First off, how can we define move-up buyers? The real estate statistics site DataQuick classifies them as “home shoppers [that are selling their existing home and are now] looking in the $300,000 to $800,000 price range.”
Let’s look at other data about the average move-up buyer, as well as compare them to first-time homebuyers:
· The average household income for move-up buyers is $84,170 (compared to $64,074 for first-time homebuyers).
· That’s 1.5 times higher than the household median income for the total population.
· The average age is 45 (compared to 33 years old for first-time homebuyers).
· The average move-up household contains 2.7 persons, which is about the same as the household demographics for first-time buyers.
· As of 2011, the average home seller has lived in their house for nine years.
· Move-up buyers typically opt to buy an existing home, as 73% purchase existing homes compared to only 27% that bought in a new home development.
· 17% of move-up buyers bought a house that cost $500,000 or more, while only 6% of first-time buyers could afford a house in that price range.
· As would be expected, move-up homebuyers have more money to invest in their new home purchase, ostensibly from equity they received after selling their first home.
· In fact, 60% of move-up buyers are able to put 20% or more down payment towards their new home purchase, and 22% of move-up buyers have no mortgage at all.
Why do people become move-up buyers? Of course, there may be financial benefits to moving up and owning a new house, but that’s usually not the reason people sell their existing home and move. In fact, many people just want a nicer, bigger home and realize that they can finally afford it – with the help of equity they’ve accrued in their past home.

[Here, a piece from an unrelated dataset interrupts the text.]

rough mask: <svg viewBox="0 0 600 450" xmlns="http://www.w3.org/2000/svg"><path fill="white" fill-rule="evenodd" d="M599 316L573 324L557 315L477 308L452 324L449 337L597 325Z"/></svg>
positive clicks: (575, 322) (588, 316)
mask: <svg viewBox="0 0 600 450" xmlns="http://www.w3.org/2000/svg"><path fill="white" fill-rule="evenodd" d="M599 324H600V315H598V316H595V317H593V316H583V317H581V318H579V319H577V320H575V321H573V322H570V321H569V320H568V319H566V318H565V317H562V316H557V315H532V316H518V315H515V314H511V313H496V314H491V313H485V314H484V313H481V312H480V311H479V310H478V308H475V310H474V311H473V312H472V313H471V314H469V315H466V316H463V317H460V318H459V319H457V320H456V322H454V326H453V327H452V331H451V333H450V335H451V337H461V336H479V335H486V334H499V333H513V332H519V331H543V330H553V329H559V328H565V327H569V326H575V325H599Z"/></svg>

But there are a host of other reasons why they might want to sell and “move up” including:
Their home is too small, with too few bedrooms/bathrooms
They feel they bought the wrong home when they purchased
A job transfer
Moving in with a partner/marriage
Divorce or breakup
Opt to live in a better neighborhood
Empty Nesters after kids go to college
They want to be closer to family
Their current commute is too long
Considerations due to health problems
A promotion or influx of cash!
A lifestyle change
All the neighbors are selling!
They’ve improved and remodeled their home as much as possible.
Or, like most move-up buyers, they may just be looking to take advantage of the perfect window to cash in on their equity and unpack their boxes and belongings into their dream home.